In a previous experiment, the authors concluded that visual attention can be treated as conceptually separable from other elements of the decision-making process, and that activity in LIP does not participate in sensory-attentional processing but is correlated with either outcome continguencies, gain functions, decision outputs or motor planning.

Experiments

1. Cue saccade trials: a change in the color of a centrally located fixation stimulus instructed subjects to make one of two possible eye-movement responses in order to receive a juice reward. Before the color change, the rewarded movement was ambiguous. The successive trials, the volume of juice delivered for each instructed response (expected gain), or the probability that each possible response would be instructed (outcome probability) are varied.

   Goal is to test whether any LIP spike rates correlate to variations in these decision variables.

2. Animals were rewarded for choosing either of two possible eye-movement responses. In subsequent trials, varied the gain that could be expected from each possible response. The frequency with which the animal chose each response is then an estimate of the subjective value of each option.
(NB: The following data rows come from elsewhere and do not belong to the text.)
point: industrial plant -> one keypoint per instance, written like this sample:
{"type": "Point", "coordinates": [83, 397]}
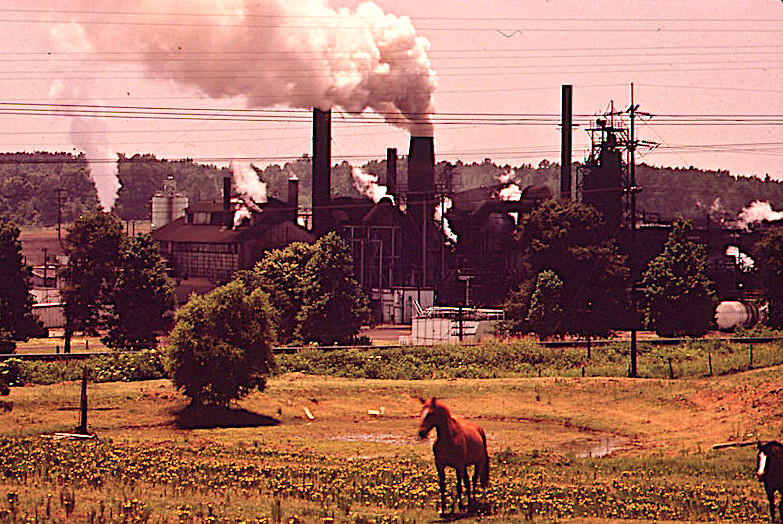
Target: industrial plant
{"type": "Point", "coordinates": [421, 244]}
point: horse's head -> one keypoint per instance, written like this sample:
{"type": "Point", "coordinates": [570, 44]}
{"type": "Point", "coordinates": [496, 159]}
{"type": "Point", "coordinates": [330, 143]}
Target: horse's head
{"type": "Point", "coordinates": [761, 464]}
{"type": "Point", "coordinates": [771, 450]}
{"type": "Point", "coordinates": [433, 413]}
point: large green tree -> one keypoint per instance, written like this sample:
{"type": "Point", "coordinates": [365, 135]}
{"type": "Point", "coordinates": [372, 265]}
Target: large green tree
{"type": "Point", "coordinates": [281, 274]}
{"type": "Point", "coordinates": [313, 290]}
{"type": "Point", "coordinates": [768, 258]}
{"type": "Point", "coordinates": [546, 304]}
{"type": "Point", "coordinates": [334, 306]}
{"type": "Point", "coordinates": [678, 295]}
{"type": "Point", "coordinates": [92, 245]}
{"type": "Point", "coordinates": [140, 297]}
{"type": "Point", "coordinates": [16, 301]}
{"type": "Point", "coordinates": [565, 237]}
{"type": "Point", "coordinates": [221, 345]}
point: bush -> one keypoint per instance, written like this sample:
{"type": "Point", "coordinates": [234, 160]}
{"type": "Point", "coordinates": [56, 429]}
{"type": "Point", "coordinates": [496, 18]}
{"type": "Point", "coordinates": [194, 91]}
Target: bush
{"type": "Point", "coordinates": [221, 345]}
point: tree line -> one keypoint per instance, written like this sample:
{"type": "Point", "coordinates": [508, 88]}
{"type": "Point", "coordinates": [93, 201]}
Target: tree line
{"type": "Point", "coordinates": [575, 283]}
{"type": "Point", "coordinates": [30, 184]}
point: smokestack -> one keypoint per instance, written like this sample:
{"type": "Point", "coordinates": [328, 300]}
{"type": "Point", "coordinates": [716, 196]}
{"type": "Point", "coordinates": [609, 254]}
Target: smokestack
{"type": "Point", "coordinates": [421, 179]}
{"type": "Point", "coordinates": [228, 219]}
{"type": "Point", "coordinates": [565, 145]}
{"type": "Point", "coordinates": [391, 170]}
{"type": "Point", "coordinates": [321, 182]}
{"type": "Point", "coordinates": [293, 196]}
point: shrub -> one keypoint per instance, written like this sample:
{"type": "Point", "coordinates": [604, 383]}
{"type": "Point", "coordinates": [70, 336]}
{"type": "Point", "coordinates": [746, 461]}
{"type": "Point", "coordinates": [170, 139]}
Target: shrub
{"type": "Point", "coordinates": [221, 345]}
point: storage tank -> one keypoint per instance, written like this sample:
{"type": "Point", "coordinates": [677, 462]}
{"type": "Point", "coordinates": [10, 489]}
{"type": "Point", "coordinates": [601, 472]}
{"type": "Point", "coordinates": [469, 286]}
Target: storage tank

   Goal is to test whether any LIP activity variation correlates with the subjective estimate of decision variable.

Analysis

Experiment 1

For each condition: 1) keeping outcome probability fixed while varying expected gain, and 2) keeping expected gain fixed while varying outcome probability, a trial is divded into 6 200ms epochs. The activity during these epochs are then used to calculate regressions of the following variables:

1. Outcome probability.
2. Expected gain.
3. Type of movement made (up or down saccade).
4. Amplitude of saccade.
5. Average velocity of saccade.
6. Latency of saccade.

Multiple regression were done for each epoch, percentage of recorded neurons that show significant correlations between firing rate and the decision variables were calculated.

Average slope of regression against either decision variables were taken as a measure of correlation. The same regressio slopes were calculated for type of movement made as well.

For both expected gain and outcome probability, the regression slopes were significantly greater than 0, and greater than that for type of movement during early and late visual intervals, and decay during late-cue and movement. The opposite is seen for type of movement regression slopes.

Experiment 2

Similar analysis is done to evaluate neural correlate of subjective estimate of reward. Results show activity level correlates with the perceived gain associated with the target location within the neuron's receptive field. The time evolution of the regression slopes show a similar decay as before.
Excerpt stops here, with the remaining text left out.